15-05-2019 Maestros. La reforma educativa aprobada la semana pasada es un triunfo para el gobierno federal (que logró una norma que dejó, para bien, mucho más que una coma de la legislación educativa anterior) y sobre todo para el Sindicato Nacional de Trabajadores de la Educación. En última instancia se logró lo que querían funcionarios y la mayoría de los maestros: conservar el control gubernamental de plazas al mismo tiempo que el sindicato obtenía, en los hechos, el fin de la evaluación educativa, pese a que 500 mil maestros ya habían realizado voluntariamente esos exámenes.
Hace ya muchas semanas, cuando comenzó el debate sobre la reforma, aquí dijimos que el punto no negociable para el gobierno era el de las plazas. El Sindicato había aceptado de entrada esa limitante, pero la Coordinadora quería recuperar una prerrogativa que era su principal fuente de poder. La reforma aprobada deja poco margen para que en las leyes secundarias se pueda regresar a los esquemas del pasado. En cambio, sí se concedió (y ese era el principal punto del SNTE) el fin de la evaluación: desapareció el órgano autónomo, el INEE, y se reemplaza por uno gubernamental. La evaluación en sí misma deja de ser determinante para los avances en la carrera magisterial. En la reforma se habla de preparación y formación de maestros, pero no de evaluación. Salvo que en las leyes secundarias se modifiquen las cosas, algo improbable, estaremos exactamente en el punto de divergencia que tuvo el gobierno de Peña Nieto con el SNTE: cambiar la evaluación obligatoria por una preparación magisterial de carácter mucho más voluntario.
El líder del SNTE, Alfredo Cepeda, dijo que hoy habría muy buenas noticas para los maestros. A una reforma que va en línea con sus demandas se sumará un incremento salarial por encima de la media. Hay que insistir en un punto que suele pasar desapercibido: el interlocutor real del gobierno federal no es la Coordinadora, es el SNTE, que sale fortalecido de este proceso.

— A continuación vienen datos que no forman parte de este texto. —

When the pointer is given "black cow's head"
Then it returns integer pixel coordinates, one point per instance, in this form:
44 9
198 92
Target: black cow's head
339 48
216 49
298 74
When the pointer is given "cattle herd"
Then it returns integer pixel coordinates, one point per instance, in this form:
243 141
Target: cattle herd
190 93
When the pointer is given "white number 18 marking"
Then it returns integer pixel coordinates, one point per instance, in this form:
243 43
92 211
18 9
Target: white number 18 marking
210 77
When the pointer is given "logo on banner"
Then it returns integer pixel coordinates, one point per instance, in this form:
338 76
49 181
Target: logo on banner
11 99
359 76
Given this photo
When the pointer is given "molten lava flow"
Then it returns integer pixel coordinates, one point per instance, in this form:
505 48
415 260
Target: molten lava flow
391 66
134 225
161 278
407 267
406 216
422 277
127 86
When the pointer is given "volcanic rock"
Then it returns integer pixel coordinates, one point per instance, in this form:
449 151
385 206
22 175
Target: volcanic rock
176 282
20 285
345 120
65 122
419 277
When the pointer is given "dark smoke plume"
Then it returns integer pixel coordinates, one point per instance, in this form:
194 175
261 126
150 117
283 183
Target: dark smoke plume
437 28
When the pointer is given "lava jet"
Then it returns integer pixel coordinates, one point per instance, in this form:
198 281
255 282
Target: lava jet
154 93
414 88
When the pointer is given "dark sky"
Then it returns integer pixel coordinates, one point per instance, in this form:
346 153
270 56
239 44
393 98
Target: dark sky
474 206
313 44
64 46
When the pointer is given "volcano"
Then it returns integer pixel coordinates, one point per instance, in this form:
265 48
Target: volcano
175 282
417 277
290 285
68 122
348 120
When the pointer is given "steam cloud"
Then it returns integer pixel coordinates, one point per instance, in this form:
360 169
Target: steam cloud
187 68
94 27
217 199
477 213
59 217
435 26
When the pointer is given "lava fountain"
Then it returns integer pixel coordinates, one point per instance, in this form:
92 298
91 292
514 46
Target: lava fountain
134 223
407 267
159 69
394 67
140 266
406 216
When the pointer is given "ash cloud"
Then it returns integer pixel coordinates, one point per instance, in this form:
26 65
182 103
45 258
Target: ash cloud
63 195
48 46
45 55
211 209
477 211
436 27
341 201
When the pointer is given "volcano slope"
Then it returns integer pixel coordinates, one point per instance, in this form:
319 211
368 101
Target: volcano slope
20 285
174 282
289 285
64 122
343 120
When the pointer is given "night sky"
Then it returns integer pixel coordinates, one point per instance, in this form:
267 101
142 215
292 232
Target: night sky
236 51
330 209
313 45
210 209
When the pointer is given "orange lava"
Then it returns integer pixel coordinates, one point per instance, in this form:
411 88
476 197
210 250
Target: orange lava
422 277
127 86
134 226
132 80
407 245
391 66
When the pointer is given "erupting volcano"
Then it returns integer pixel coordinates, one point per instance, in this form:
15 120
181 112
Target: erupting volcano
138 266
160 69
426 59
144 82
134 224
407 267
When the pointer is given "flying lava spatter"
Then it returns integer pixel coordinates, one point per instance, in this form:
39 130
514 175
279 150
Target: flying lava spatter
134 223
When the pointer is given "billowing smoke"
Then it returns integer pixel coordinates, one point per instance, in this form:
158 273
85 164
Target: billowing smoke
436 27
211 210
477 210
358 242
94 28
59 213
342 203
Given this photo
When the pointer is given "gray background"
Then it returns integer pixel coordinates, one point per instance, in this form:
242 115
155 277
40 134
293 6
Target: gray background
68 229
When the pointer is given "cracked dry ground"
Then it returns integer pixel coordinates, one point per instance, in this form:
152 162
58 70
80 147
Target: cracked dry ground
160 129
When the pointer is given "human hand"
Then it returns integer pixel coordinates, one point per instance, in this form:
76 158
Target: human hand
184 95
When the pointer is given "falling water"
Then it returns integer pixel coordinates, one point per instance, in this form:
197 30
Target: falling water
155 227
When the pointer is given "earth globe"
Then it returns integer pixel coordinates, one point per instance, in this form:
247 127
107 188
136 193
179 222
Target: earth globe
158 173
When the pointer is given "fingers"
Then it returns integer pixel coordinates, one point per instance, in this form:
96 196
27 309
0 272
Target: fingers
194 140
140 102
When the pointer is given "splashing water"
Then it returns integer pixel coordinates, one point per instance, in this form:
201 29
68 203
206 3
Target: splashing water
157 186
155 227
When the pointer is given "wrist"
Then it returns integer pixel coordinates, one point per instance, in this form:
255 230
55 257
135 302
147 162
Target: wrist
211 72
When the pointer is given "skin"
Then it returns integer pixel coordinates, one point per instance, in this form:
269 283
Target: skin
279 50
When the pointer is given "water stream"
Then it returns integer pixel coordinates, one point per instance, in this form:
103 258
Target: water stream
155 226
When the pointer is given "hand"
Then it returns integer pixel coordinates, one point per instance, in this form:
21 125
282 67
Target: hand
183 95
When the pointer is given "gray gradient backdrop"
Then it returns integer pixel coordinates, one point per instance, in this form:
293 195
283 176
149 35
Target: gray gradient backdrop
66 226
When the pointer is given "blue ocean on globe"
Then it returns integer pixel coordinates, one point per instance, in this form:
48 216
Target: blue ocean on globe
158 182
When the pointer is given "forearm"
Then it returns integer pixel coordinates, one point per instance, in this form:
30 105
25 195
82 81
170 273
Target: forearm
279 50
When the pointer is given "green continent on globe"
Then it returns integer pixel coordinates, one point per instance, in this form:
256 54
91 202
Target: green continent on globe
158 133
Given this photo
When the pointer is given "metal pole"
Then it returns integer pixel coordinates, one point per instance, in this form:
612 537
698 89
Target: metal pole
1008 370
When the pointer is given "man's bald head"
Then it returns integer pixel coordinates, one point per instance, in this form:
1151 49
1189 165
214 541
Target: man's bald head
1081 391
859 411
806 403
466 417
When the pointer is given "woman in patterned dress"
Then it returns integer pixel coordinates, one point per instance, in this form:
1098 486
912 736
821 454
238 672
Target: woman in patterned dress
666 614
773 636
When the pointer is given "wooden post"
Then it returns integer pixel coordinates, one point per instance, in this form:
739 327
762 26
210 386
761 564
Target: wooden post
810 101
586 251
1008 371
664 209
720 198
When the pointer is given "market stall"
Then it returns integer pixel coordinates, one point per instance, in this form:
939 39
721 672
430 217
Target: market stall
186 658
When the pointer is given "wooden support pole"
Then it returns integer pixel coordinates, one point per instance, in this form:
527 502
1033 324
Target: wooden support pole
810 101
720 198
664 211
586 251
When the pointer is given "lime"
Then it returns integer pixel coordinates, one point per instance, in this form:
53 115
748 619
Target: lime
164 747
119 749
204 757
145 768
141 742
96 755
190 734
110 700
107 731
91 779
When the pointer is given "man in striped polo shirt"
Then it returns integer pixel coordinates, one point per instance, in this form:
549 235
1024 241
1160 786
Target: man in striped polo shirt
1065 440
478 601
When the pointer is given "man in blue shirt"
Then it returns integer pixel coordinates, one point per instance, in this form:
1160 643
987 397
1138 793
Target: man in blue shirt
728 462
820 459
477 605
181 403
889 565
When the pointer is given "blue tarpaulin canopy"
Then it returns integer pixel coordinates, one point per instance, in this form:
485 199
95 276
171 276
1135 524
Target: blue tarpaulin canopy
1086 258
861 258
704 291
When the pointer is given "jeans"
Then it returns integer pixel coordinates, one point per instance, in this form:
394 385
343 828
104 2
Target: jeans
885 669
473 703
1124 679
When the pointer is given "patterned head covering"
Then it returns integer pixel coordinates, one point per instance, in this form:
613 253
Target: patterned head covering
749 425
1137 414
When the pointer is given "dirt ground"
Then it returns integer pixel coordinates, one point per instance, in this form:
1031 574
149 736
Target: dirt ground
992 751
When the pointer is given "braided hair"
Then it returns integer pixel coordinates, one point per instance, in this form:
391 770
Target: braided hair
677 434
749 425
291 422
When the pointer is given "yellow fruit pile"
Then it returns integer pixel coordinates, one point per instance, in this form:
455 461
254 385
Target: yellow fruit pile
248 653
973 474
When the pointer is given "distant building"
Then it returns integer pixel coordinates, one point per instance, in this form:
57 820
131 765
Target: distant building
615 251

G-20. ¿Por qué no quiere ir el presidente López Obrador a la reunión del G20 en Osaka, Japón? Argumentar que está muy ocupado con la agenda interna es ridículo, como si los otros mandatarios estuvieran en un lecho de rosas. México pierde mucho si no va.
Para empezar el canciller Marcelo Ebrard no podrá entrar a las reuniones de mandatarios que son exclusivas y cerradas. En otras palabras, estaremos sin voz en los acuerdos reales que allí se tomen, en un momento crítico para la economía y las relaciones políticas internacionales.
Segundo: si fuera, el presidente López Obrador se toparía con algo que no le gusta afrontar: el mundo real, ese que está más allá de las conferencias mañaneras, de las superficialidades y las declaraciones. Para el ego de un líder muy local siempre es difícil ponerse en contacto con el mundo real y con quienes detentan los liderazgos mundiales. Ese fue un mérito indiscutible, por ejemplo, de Lula da Silva, el ex mandatario de Brasil, que siempre utilizó esos foros para aprender, ganar presencia e inversiones para su país. Lula se llevaba igual de bien con los hermanos Castro que con Barack Obama, Angela Merkel, Vladimir Putin o Xi Jin Ping. Y Lula jamás habló una palabra de inglés. Era, simplemente, un tema de personalidad.
Claro que llegar a la reunión del G20, como dice nuestro amigo Pascal Beltrán del Río, después de un vuelo en turista y con escalas hacia Osaka, puede dejar agotado y minimizado a cualquiera, pero serviría también para entender que el avión presidencial no era un simple capricho. No es verdad que, como dice el presidente López Obrador, la mejor política exterior es la política interior. Esa es una coartada para no afrontar una de sus mayores debilidades: el mundo exterior, la conexión de México con el mundo globalizado, le guste o no. Y la única forma de superar los miedos es afrontarlos. López Obrador pierde una oportunidad de aprender (a él que le gusta tanto enseñar) al no ir a Osaka.
Pemex. Es un buen paso la renegociación sobre la deuda de Pemex. Pero es un paso coyuntural y corto. Lo que se renegoció fue la deuda que se vencía en estos días, con una tasa de interés superior a la que tenía, más del doble. La verdadera renegociación está en ciernes y dependerá básicamente de dos temas que se tendrán que resolver entre julio y septiembre: el plan de negocios de Pemex y el presupuesto. Los mercados quieren saber si la deuda de Pemex es solventable a largo plazo y en todo caso saber si el gobierno federal respaldará o no la deuda de la petrolera. El destino de Pemex continúa en el aire, aunque ahora tiene un colchón que le servirá hasta fin de año.